清水理史の「イニシャルB」
セキュリティ被害発生! 「調べてよ」と言われたときの準備は大丈夫?
2016年5月30日 06:00
サイバー攻撃への解析手法を学ぶためのものとして知られるCTF(キャプチャー・ザ・フラッグ)。入門用の無料のコンテンツを活用すると、自分が、会社が、実際にセキュリティ被害に遭ったときにどうやって解析すればいいのかを手軽に学ぶことができる。企業向けの簡単な問題にチャレンジしてみよう。
おことわり
はじめに断っておきたいのだが、筆者はマクニカネットワークスとは無関係の人間だ。
最近、取り扱う機会が増えたセキュリティ関連のネタを探していると、必ずと言っていいほど同社や関係者のウェブページに行き着くことが多いだけで、実は同社関係者とは面識すらない。
筆者としても、できれば広くネタを求めたいところではあるのだが、難しいセキュリティの話題を、誰もが自分事として、具体的にイメージできて、しかも面白い(これが重要)情報を探すと、自然と同社の関連ウェブページに行き当たる。

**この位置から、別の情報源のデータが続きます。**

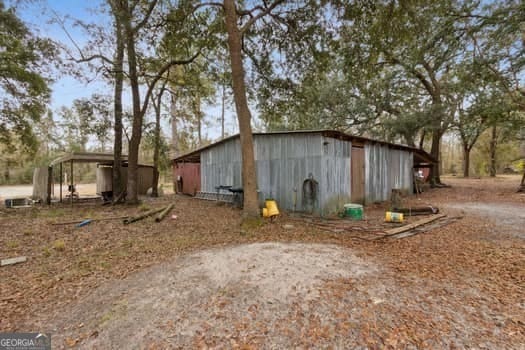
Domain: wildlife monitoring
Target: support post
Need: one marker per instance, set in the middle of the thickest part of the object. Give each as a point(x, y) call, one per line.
point(61, 182)
point(71, 191)
point(49, 179)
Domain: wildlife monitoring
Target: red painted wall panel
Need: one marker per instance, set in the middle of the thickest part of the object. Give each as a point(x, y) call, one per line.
point(190, 175)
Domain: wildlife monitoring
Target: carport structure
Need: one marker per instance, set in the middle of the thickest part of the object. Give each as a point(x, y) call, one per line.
point(70, 159)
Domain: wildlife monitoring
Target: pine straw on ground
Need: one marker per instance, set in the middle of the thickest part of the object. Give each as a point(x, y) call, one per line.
point(455, 286)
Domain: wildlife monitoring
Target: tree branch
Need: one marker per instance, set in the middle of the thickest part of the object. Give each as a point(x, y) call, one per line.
point(146, 16)
point(159, 75)
point(253, 19)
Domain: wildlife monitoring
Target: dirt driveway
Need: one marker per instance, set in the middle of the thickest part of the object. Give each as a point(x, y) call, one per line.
point(200, 283)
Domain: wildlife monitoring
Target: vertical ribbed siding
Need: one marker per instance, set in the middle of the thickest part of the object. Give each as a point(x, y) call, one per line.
point(335, 189)
point(386, 168)
point(283, 162)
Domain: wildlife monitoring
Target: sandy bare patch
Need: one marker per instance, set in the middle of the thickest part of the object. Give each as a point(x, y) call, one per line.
point(207, 292)
point(508, 218)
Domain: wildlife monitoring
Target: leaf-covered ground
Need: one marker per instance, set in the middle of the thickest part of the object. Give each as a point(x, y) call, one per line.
point(462, 285)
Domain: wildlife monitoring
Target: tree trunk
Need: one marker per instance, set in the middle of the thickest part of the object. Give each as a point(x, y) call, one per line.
point(136, 130)
point(222, 111)
point(422, 139)
point(466, 160)
point(174, 133)
point(118, 66)
point(199, 117)
point(249, 179)
point(435, 153)
point(492, 151)
point(156, 150)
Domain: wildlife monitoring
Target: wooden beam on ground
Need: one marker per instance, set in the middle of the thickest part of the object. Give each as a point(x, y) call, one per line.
point(13, 261)
point(164, 212)
point(413, 225)
point(93, 220)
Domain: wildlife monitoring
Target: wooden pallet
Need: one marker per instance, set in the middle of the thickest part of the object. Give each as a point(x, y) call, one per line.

今回も、「実際にマルウェアに感染したとしたら、何が盗まれたとか、どうやって調べたらいいだろうか?」と、疑問に思っていろいろ調べていたところ、同社が7月8日(金)に開催する予定のコンファレンス(Macnica Networks DAY)のウェブページ(http://www.macnica.net/mnd/mnd2016/greeting.html/)へと行き着き、「情シス担当のためのセキュリティコンテスト MNCTF(https://evt-web.jp/mnd_reg/enq/mail_reg/mnd_reg/seminar_session_info.cgi?course_id=4&session_id=1)」などという興味深いコンテストが開催される情報が得られ、そこからさらに去年の問題と解答が公開されていることをたまたま知ったに過ぎない。

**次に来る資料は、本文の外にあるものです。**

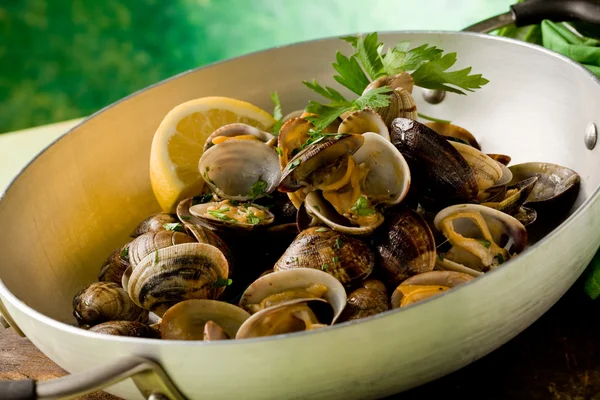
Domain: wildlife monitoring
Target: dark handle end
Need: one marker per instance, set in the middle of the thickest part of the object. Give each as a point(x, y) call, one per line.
point(534, 11)
point(18, 390)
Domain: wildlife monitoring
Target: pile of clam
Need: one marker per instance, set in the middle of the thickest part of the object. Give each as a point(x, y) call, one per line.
point(307, 229)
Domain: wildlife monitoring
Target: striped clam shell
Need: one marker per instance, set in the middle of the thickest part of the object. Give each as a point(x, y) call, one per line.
point(177, 273)
point(152, 241)
point(105, 301)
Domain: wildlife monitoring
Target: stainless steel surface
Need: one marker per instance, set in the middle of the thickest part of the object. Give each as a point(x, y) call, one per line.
point(147, 375)
point(493, 23)
point(591, 136)
point(55, 238)
point(433, 96)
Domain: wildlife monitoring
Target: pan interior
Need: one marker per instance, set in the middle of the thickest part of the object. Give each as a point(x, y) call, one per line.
point(80, 199)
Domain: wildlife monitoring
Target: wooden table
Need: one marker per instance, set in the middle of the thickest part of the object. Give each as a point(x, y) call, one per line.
point(558, 358)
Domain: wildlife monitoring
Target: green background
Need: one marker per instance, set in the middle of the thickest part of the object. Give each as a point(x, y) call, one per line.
point(62, 59)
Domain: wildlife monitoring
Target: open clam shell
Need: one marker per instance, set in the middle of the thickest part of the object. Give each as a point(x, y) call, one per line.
point(404, 247)
point(320, 164)
point(481, 237)
point(487, 172)
point(226, 215)
point(294, 316)
point(363, 121)
point(426, 285)
point(240, 132)
point(177, 273)
point(557, 187)
point(322, 210)
point(438, 170)
point(284, 286)
point(388, 179)
point(187, 320)
point(454, 131)
point(152, 241)
point(344, 257)
point(233, 168)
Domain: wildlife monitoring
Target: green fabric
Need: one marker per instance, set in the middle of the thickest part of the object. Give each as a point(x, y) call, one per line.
point(558, 37)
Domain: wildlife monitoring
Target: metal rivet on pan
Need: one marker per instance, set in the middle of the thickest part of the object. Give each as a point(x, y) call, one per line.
point(157, 396)
point(591, 136)
point(434, 96)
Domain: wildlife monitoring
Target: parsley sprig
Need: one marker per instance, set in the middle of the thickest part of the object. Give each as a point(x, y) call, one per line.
point(428, 66)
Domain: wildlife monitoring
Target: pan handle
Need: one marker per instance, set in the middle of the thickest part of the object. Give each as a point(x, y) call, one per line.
point(534, 11)
point(151, 380)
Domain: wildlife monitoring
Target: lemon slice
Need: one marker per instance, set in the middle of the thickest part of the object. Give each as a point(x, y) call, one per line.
point(178, 142)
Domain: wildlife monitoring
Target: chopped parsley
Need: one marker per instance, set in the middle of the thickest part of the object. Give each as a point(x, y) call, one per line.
point(258, 189)
point(221, 282)
point(252, 219)
point(361, 207)
point(125, 253)
point(174, 226)
point(485, 243)
point(203, 198)
point(220, 214)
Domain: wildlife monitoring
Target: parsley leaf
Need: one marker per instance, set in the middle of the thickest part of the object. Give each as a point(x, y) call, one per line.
point(203, 198)
point(367, 50)
point(253, 219)
point(327, 92)
point(258, 189)
point(350, 73)
point(220, 214)
point(434, 75)
point(277, 113)
point(221, 282)
point(361, 207)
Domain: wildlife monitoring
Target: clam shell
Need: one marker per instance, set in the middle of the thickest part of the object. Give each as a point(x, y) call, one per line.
point(239, 129)
point(487, 171)
point(438, 170)
point(363, 303)
point(388, 179)
point(346, 258)
point(503, 228)
point(363, 121)
point(317, 163)
point(125, 328)
point(402, 105)
point(556, 188)
point(404, 246)
point(115, 265)
point(272, 321)
point(152, 241)
point(454, 131)
point(233, 167)
point(176, 273)
point(186, 320)
point(154, 223)
point(289, 280)
point(105, 301)
point(292, 135)
point(323, 211)
point(449, 279)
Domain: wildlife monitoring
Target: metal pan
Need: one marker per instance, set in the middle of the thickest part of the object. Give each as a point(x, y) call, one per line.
point(81, 197)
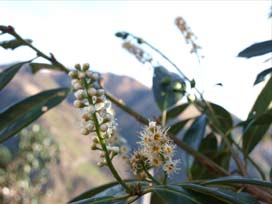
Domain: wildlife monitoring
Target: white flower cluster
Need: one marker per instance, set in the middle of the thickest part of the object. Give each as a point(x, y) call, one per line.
point(96, 112)
point(158, 148)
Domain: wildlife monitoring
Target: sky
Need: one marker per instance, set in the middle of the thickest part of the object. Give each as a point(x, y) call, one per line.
point(83, 31)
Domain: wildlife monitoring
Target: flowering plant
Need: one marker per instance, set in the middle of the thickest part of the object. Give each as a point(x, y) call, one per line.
point(207, 140)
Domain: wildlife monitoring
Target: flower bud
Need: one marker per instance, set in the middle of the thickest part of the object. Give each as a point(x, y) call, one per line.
point(78, 104)
point(73, 74)
point(100, 92)
point(95, 140)
point(94, 147)
point(92, 91)
point(85, 67)
point(85, 131)
point(80, 94)
point(104, 127)
point(81, 75)
point(78, 67)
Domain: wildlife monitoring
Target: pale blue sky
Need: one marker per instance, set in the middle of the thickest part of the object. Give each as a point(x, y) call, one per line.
point(83, 31)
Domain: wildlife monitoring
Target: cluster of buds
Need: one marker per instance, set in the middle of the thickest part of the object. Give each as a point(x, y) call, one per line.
point(96, 114)
point(188, 34)
point(157, 150)
point(138, 52)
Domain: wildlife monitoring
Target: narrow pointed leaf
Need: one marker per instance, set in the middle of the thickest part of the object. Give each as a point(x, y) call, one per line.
point(168, 87)
point(261, 76)
point(223, 195)
point(13, 44)
point(178, 126)
point(237, 180)
point(194, 136)
point(7, 75)
point(16, 117)
point(257, 49)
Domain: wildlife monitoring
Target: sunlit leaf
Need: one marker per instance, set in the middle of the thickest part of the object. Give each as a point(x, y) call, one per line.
point(17, 116)
point(261, 76)
point(168, 87)
point(257, 49)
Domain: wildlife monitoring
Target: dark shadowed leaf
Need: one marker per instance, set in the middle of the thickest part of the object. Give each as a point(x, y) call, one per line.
point(35, 67)
point(168, 87)
point(225, 196)
point(261, 76)
point(219, 117)
point(178, 126)
point(210, 149)
point(194, 135)
point(17, 116)
point(237, 180)
point(257, 49)
point(13, 44)
point(176, 111)
point(8, 74)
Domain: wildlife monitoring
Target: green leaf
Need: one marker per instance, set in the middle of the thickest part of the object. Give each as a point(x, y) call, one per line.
point(172, 195)
point(176, 111)
point(26, 111)
point(263, 100)
point(35, 67)
point(257, 49)
point(8, 74)
point(178, 126)
point(13, 44)
point(108, 193)
point(194, 136)
point(209, 148)
point(237, 180)
point(222, 194)
point(255, 129)
point(168, 87)
point(261, 76)
point(93, 192)
point(219, 117)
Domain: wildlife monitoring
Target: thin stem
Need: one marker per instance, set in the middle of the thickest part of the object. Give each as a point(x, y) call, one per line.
point(103, 144)
point(151, 177)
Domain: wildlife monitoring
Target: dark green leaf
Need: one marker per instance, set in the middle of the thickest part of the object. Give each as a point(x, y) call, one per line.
point(237, 180)
point(261, 76)
point(257, 49)
point(168, 87)
point(263, 100)
point(176, 111)
point(172, 195)
point(209, 148)
point(194, 136)
point(35, 67)
point(222, 194)
point(93, 192)
point(105, 193)
point(219, 117)
point(13, 44)
point(178, 126)
point(26, 111)
point(8, 74)
point(255, 129)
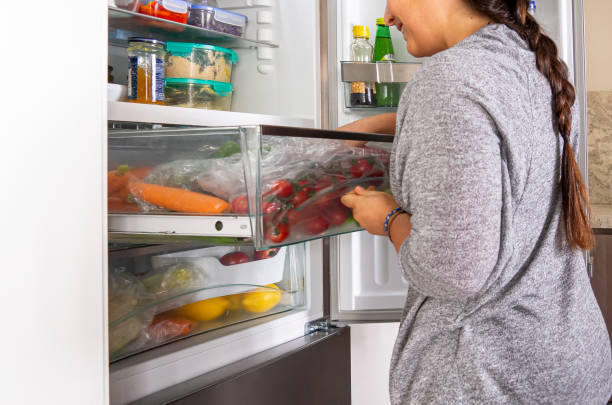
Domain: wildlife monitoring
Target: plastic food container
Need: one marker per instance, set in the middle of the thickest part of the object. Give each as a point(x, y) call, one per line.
point(195, 93)
point(200, 61)
point(129, 5)
point(146, 70)
point(217, 19)
point(173, 10)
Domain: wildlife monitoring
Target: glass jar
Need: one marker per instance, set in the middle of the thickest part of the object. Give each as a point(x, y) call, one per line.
point(146, 70)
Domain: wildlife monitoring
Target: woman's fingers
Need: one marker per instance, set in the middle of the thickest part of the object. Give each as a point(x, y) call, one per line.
point(349, 199)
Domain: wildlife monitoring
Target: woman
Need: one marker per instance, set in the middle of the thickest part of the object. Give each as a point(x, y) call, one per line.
point(493, 215)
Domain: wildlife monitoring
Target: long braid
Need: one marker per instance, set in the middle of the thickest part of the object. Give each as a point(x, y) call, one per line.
point(514, 14)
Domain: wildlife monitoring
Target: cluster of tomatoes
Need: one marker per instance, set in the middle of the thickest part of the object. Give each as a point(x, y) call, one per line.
point(309, 204)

セキュリティ関連のセミナーや教育サービスは数あれど、有料だったり、内容が難しすぎたり、敷居がたかかったりと、なかなか足を運ぶ機会がないという人が多い中、昨年のものとは言え、手軽にチャレンジできて、解答からすぐにノウハウを学ぶことができるCTFのコンテンツが公開されていることは、大変ありがたいことだ。
実際に試してみると、キャプチャしたパケットからファイルを取り出す方法や一部の情報しか与えられていなログから感染端末を探す方法など、実戦で役立つ情報がかなり詰め込まれている。

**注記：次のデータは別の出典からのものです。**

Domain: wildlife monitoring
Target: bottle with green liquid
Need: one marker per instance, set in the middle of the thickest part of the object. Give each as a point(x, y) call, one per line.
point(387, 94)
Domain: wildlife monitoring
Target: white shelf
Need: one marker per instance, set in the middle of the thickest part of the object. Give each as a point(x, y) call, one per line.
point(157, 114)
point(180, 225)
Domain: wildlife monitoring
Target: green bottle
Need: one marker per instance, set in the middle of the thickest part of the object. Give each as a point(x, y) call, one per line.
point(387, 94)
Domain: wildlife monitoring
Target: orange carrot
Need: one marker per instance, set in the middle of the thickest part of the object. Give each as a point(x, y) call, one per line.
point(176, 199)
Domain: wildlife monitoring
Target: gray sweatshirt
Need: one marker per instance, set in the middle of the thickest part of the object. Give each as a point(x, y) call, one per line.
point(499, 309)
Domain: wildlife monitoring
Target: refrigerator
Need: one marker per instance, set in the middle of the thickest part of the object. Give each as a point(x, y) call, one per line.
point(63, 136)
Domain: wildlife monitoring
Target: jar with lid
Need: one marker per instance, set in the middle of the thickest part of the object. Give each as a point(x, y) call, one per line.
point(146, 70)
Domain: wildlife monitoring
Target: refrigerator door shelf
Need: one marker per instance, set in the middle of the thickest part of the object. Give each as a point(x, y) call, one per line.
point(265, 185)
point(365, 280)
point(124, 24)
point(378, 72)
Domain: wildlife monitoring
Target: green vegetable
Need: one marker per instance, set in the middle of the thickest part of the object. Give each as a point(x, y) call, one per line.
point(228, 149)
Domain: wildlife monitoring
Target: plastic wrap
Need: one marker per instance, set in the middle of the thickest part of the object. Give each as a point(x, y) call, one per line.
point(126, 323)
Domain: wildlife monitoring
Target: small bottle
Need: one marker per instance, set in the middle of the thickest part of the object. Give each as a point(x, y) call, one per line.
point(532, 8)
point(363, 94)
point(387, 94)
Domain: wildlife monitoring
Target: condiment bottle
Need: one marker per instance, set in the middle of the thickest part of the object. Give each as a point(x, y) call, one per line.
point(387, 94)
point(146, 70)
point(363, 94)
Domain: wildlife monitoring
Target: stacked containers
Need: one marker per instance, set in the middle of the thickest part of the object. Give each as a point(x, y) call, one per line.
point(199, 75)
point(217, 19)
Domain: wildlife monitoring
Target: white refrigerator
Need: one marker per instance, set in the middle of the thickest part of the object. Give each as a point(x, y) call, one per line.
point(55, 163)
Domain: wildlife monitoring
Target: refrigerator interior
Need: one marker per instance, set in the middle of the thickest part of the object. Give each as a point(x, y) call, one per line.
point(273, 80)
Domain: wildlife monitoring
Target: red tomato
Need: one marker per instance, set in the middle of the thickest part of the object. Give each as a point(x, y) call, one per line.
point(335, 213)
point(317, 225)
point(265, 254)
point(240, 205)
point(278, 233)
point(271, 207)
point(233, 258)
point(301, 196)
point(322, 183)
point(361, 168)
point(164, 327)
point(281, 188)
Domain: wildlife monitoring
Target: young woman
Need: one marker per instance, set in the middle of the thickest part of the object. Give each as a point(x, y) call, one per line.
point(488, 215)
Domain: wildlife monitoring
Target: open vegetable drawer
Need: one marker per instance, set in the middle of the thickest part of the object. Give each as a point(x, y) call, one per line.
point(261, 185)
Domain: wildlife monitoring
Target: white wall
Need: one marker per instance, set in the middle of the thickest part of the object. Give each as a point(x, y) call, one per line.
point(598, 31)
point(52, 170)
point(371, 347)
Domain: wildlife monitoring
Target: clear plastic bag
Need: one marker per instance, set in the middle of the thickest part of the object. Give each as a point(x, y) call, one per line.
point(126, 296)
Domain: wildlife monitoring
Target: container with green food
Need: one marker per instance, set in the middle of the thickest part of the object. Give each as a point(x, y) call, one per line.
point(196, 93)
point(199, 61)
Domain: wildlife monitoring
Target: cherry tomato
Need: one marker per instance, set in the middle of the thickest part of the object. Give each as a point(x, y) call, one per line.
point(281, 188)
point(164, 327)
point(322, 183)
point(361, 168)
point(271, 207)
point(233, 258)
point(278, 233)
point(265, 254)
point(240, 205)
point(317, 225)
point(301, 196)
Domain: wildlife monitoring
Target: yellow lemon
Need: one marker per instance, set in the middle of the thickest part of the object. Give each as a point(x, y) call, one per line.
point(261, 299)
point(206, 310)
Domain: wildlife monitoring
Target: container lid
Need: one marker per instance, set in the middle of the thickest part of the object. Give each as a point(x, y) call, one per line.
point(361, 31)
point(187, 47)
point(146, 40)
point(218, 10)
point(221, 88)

今年開催されるイベントにもぜひ参加してみたいところだが、時間のない人は、オンラインで挑戦できる昨年のコンテンツにぜひチャレンジしてみてほしい。
一般的な企業の話として作成された問題
過去問も含めCTFにチャレンジしたことがある人の中には、要求される知識の広さと深さに、ギブアップしたという人も少なくないことだろう。
「http://mnctf.info/mnctf/」で公開されているMNCTF2015の問題は、すっかり敷居が高くなってしまった最新の問題とは異なり、一般的な企業のセキュリティ運用で求められるスキルが出題の中心となっている。
上記ウェブサイトにアクセス後、ユーザー名を登録してログインすると、全部で11のタスクが表示される。
最初は、ウォーミングアップというか、動作チェックというか、表示されるフラグを入力するだけの簡単な問題からスタート。
続いて、基本中の基本となるマルウェアの検索に関する問題が出題される。与えられたハッシュからマルウェアの情報を得る問題で、よく知られた検索サイトを使えば解答が得られるのだが、問題では、マルウェアの名前のような簡単なものではなく、そのマルウェアが外部と通信する際のあて先が問われる。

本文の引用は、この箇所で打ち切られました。